Sensory Processing Disorder (SPD) in Autism
Updated: Jun 20
What is Sensory Processing Disorder?
Sensory Processing Disorder (SPD) was formerly called Sensory Processing Dysfunction. Sensory processing refers to the way the nervous system receives messages from the senses and turns them into responses. To put it in understandable terms, messages enter the brain from the senses (sound, smell, taste, sight and touch). The brain is unable to organize the responses and put them in the right places. The sensory information is essentially “mixed up” in the brain.

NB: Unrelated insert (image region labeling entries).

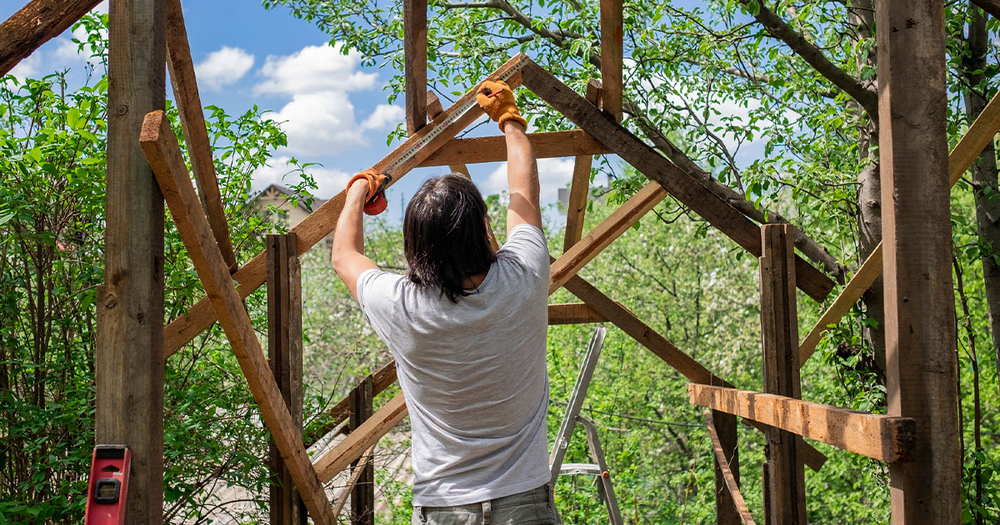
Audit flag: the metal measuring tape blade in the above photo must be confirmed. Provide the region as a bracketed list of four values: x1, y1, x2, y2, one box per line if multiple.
[382, 61, 524, 175]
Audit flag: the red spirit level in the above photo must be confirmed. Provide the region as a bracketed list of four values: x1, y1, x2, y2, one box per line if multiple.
[83, 445, 132, 525]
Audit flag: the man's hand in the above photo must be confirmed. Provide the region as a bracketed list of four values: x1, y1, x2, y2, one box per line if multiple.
[347, 169, 392, 215]
[476, 80, 528, 131]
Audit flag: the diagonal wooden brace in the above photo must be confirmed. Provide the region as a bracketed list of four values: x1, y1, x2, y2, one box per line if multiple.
[163, 54, 528, 358]
[139, 111, 337, 525]
[521, 60, 834, 301]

Sensory Processing Disorder is often a characteristic seen in autism. Autistic people often have problems organizing the information they are getting from the environment around them. They have issues interpreting and regulating stimuli. As a result their responses can be inappropriate, resulting in a “meltdown”
There are several types of responses:
Sensory Avoidant: This variety of autistic person is always fearful and anxious. They are constantly assessing for threats. They tend to be hyper-vigilant. Looking at them, however, they normally appear calm.
Sensory Seeking: These individuals usually come across as impulsive. They take risks. They tend to be over excited by stimuli and their arousal is heightened.
Sensory Over Responsive: These autistic individuals are in fight or flight mode. They tend to be impulsive and aggressive. They are highly aroused and easily distracted.
Sensory Under Responsive: These individuals have a flat affect. They tend to be inattentive. Their arousal is decreased so they are passive.